L’infection urinaire est due à la bactérie Escherichia coli. Celle-ci est naturellement présente dans le tube digestif, mais lorsqu’elle parvient à remonter dans la vessie par l’urètre, elle cause une infection. On retrouve parmi ses symptômes des envies d’uriner très fréquentes et une impression de ne pas pouvoir se retenir, exactement comme dans le cas d’une vessie hyperactive. Néanmoins, s’ajoutent à cela des brûlures lors de la miction, des urines troubles et odorantes et une sensation de poids dans le bas du ventre.

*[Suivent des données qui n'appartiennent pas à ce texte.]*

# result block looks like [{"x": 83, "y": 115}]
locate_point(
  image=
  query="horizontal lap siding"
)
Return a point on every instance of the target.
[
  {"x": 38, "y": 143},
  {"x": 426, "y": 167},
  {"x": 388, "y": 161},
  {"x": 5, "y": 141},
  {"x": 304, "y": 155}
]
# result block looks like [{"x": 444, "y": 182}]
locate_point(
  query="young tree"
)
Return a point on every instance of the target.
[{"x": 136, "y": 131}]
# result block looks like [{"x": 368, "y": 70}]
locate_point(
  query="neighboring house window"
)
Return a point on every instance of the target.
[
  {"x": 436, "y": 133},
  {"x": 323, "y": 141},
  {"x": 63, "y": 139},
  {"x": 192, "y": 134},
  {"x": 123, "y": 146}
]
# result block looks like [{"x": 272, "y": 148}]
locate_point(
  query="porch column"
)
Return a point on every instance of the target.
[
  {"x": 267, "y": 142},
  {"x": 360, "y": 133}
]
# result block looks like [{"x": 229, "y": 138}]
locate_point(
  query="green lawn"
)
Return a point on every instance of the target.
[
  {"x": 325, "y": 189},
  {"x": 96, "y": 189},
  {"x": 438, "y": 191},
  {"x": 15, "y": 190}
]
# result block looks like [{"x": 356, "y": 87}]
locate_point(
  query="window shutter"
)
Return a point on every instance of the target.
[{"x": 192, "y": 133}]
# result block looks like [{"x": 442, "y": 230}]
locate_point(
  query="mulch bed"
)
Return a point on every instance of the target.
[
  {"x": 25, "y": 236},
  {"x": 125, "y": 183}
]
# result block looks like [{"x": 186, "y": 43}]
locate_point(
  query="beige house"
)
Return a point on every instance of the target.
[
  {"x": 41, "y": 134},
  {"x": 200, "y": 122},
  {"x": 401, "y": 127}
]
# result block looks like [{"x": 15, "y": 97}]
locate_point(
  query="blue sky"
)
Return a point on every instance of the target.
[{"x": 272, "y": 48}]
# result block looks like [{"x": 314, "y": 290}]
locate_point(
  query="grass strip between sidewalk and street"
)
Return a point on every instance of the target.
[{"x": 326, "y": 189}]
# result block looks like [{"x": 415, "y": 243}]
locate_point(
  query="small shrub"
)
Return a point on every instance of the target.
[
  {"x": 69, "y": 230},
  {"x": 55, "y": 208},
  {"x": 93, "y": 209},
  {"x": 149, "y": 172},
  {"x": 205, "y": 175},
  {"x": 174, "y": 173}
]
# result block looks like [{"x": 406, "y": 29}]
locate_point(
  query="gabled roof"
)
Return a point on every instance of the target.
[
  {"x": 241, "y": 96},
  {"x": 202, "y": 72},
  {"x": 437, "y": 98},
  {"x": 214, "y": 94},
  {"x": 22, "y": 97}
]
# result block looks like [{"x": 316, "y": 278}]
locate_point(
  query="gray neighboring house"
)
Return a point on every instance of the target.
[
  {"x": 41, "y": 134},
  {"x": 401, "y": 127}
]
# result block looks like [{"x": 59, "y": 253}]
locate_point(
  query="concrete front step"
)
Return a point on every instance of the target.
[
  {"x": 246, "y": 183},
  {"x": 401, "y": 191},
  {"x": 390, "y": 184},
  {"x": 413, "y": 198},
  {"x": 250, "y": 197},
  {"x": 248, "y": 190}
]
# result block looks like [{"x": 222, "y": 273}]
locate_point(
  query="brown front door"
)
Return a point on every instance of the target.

Ainsi, si les deux affections sont pénibles au quotidien, l’infection urinaire est en plus douloureuse.

L’infection urinaire est bien plus présente chez la femme car son urètre est de petite taille, favorisant ainsi l’introduction anormale de micro-organismes dans la vessie. La longueur de l’urètre de l’homme le protège en quelque sorte. Toutefois, il n’est pas totalement épargné ! La survenue d’une pathologie de la prostate (adénome de la prostate ou cancer de la prostate) qui gêne la vidange de la vessie favorise l’apparition d’infection urinaire chez l’homme.